Only one item in the whole of that horrid night's array of terrors quelled these buccaneers even into a moment's sobriety. A cry, a startled cry, went up that there was a mermaid swimming close abeam, and the song snapped off in the middle of a bar, and the rum cup halted in mid-air. Some crossed themselves, some dropped on their knees and fumbled at a prayer, and a few pious spirits, less drunk than the rest, trolled out a quavering psalm as the best safeguard which occurred to them. There is no doubt but what the courage of all of them was woefully shook, and the secretary, though indeed she could see no mermaid, owing to the blackness of the night, will ingeniously confess to being at one with them in their tremours.

But Prince Rupert, with his accustomed bravery, rallied the ships' companies into steadiness again. He urged them to pass up powder from the magazine, and get shot from the racks round the hatches, and stand by the guns.

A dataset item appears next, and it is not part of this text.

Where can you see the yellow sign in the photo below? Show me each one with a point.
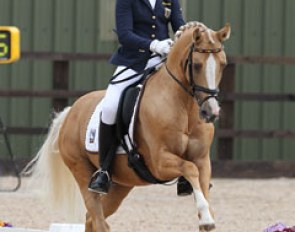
(9, 44)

And when Captain Wick and the other buccaneer commander chided him, he admitted plainly that he had never heard of a mermaid being shot, but at the same time professed his personal willingness to loose off a culverin or a saker at one if she should come within range. "It's my poor opinion, gentlemen," said he, "that the creatures have never been killed because no one as yet had the impudence to shoot at them. There must be a beginning to all things, and I am quite ready to take the risk of this matter on my own proper shoulders, if indeed I could see the mark. But to tell the truth I have seen no mermaid, and it's my belief there is none."

"They sighted her out yonder, abeam," said Wick.

"So I heard. But my eyes seem of but indifferent quality, messieurs. I've looked, but be split if I can see her. Mind, I offer no cause for quarrel: I do not say she has not been sighted: I merely say that my own eyes—and I've searched with some scientific curiosity—have not been fortunate enough to make her out. And what's more, I'm looking now and still can see nothing but shadows and water."